Si l’on en croit ce directeur, les outils lui parvenaient correctement avant les transferts de compétences. Avant l’Acte 3 de la décentralisation, il n’y avait pas ce déficit, puisque l’Etat procédait directement à la distribution. Ainsi, il souhaite que les fonds destinés aux écoles soient utilisés à bon escient, pour que les enseignants puissent s’acquitter de leur travail correctement. Ceci dans le souci de garantir une bonne qualité de l’enseignement. ‘’Tant que les collectivités locales ne procèdent pas de cette manière, il n’y aura pas de rendements’’, prévient-il. M. Fall, enseignant en classe de CM2, dans son boubou traditionnel assorti d’un chapeau sur la tête, soutient qu’il y a deux types de déficit d’instruments d’apprentissage. ‘’Il y a un programme qui n’est plus adapté à l’éducation de base. Depuis quelques années, le programme a été changé et il y a la deuxième et troisième promotion du curriculum. Nous avons constaté qu’il y a toujours les livres dans les écoles publiques.’’ Un problème en phase d’être résolu. Il reste cependant le problème des outils, la qualité des tableaux, les perrons des salles de classe troués un peu partout, les rats qui circulent à longueur de journée, les fenêtres rouillées depuis des années, l’éclairage ainsi que l’encadrement des enseignants.

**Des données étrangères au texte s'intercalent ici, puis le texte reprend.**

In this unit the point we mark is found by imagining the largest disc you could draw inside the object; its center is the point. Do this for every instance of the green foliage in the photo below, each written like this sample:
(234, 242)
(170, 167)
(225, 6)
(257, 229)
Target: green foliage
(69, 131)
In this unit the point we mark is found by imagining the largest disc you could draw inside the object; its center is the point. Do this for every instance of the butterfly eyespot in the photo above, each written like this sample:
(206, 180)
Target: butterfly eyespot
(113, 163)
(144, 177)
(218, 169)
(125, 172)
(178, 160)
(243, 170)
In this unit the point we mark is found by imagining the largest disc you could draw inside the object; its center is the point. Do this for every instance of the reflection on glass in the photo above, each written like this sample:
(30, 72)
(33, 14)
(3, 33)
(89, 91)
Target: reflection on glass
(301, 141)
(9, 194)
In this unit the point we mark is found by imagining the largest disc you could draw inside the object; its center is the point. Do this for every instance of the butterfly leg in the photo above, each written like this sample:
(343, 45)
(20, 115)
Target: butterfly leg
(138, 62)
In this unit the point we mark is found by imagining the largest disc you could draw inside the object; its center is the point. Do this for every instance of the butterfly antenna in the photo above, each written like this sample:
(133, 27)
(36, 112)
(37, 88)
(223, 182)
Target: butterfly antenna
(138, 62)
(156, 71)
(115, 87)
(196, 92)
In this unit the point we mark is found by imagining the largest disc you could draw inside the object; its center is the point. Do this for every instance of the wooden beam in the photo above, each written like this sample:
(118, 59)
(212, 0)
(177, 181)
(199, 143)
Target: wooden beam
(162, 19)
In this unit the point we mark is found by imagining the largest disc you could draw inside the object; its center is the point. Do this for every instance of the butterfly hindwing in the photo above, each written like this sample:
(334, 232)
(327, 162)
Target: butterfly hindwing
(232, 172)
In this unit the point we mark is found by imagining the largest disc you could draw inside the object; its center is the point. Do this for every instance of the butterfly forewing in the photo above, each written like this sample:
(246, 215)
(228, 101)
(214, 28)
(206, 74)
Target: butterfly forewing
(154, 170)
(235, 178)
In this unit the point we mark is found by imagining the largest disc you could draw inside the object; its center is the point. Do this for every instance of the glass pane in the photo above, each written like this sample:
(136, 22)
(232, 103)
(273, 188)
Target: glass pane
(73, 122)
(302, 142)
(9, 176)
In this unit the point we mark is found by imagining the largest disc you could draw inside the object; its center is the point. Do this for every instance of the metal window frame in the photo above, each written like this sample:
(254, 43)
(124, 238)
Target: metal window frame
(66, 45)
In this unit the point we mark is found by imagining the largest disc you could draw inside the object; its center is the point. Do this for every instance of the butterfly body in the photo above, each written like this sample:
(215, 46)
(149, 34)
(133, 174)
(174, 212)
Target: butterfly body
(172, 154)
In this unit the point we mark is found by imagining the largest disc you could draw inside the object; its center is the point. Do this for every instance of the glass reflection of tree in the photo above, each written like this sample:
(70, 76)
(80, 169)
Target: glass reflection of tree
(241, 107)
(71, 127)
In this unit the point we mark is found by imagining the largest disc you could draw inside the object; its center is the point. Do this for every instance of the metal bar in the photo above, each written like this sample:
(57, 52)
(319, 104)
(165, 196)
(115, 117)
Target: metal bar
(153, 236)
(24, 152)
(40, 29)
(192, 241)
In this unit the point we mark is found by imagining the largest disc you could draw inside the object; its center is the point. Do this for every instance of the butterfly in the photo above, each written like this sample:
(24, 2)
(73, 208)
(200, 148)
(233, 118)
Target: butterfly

‘’La mairie m’a remis 7 boîtes de craie blanche et 7 de couleur’’

Non loin de Manguiers 2, il y a l’école Djaraaf Ibra Paye, ex-Manguiers 1. Il est 11 heures passées de quelques minutes. Les cris des élèves résonnent dans la cour. On saute, on court et on crie. Rares sont ceux qui restent dans les salles de classe pour revoir leurs leçons. La peinture des murs toute fraîche laisse croire qu’elle est récente. Là, tout semble neuf. Mais les outils didactiques font défaut, confie Niokhor Diouf, responsable de l’école. Il soutient que la municipalité ne lui a remis que 7 boîtes de craie blanche et 7 de couleur. ‘’C’est nettement insuffisant. Ça ne peut pas tenir pendant un mois’’, déclare le directeur.

C’est pourtant meilleur que l’année dernière où son établissement n’avait rien reçu. ‘’Pas de cahiers ni de craies, encore moins d’ardoises. Rien ! Chaque fin du mois, j’envoie ma secrétaire pour qu’on lui remette des produits détergents. Cette année, ils nous ont fourni des cahiers de 32 pages, 272 cahiers de 50 pages, 261 cahiers de 100 pages. Chaque élève peut avoir trois cahiers’’, détaille le directeur. Par contre, il apprécie l’effort de la ville de Dakar qui a offert cette année les tenues gratuitement, à raison de deux par élèves.

‘’Si l’école ne dépendait que des mairies, nous aurions fermé’’

A l’image de son collègue directeur de Manguiers 2, lui aussi est très remonté contre la municipalité. ‘’Si l’école ne dépendait que des mairies, nous aurions fermé nos portes depuis le début de l’année’’, se désole-t-il. Pour le moment, il ne peut compter que sur le comité de gestion pour faire fonctionner l’établissement. Un sentiment d’abandon qui le pousse à lancer un cri du cœur à l’intention des élus locaux. ‘’Ce que je voudrais dire aux autorités municipales, c’est que les fonds de dotation dont ils ont la responsabilité doivent servir aussi aux écoles. Qu’ils nous affectent une part à temps et en quantité suffisante’’. Et comme un malheur ne vient jamais seul, même les crédits de fonctionnement qui passent, depuis l’année dernière, par les inspections de l’éducation et de la formation (IEF) ne leur sont pas parvenus, ajoute-t-il. ‘’Qu’on mette les moyens. Si nous voulons de la qualité, il faut des moyens.’’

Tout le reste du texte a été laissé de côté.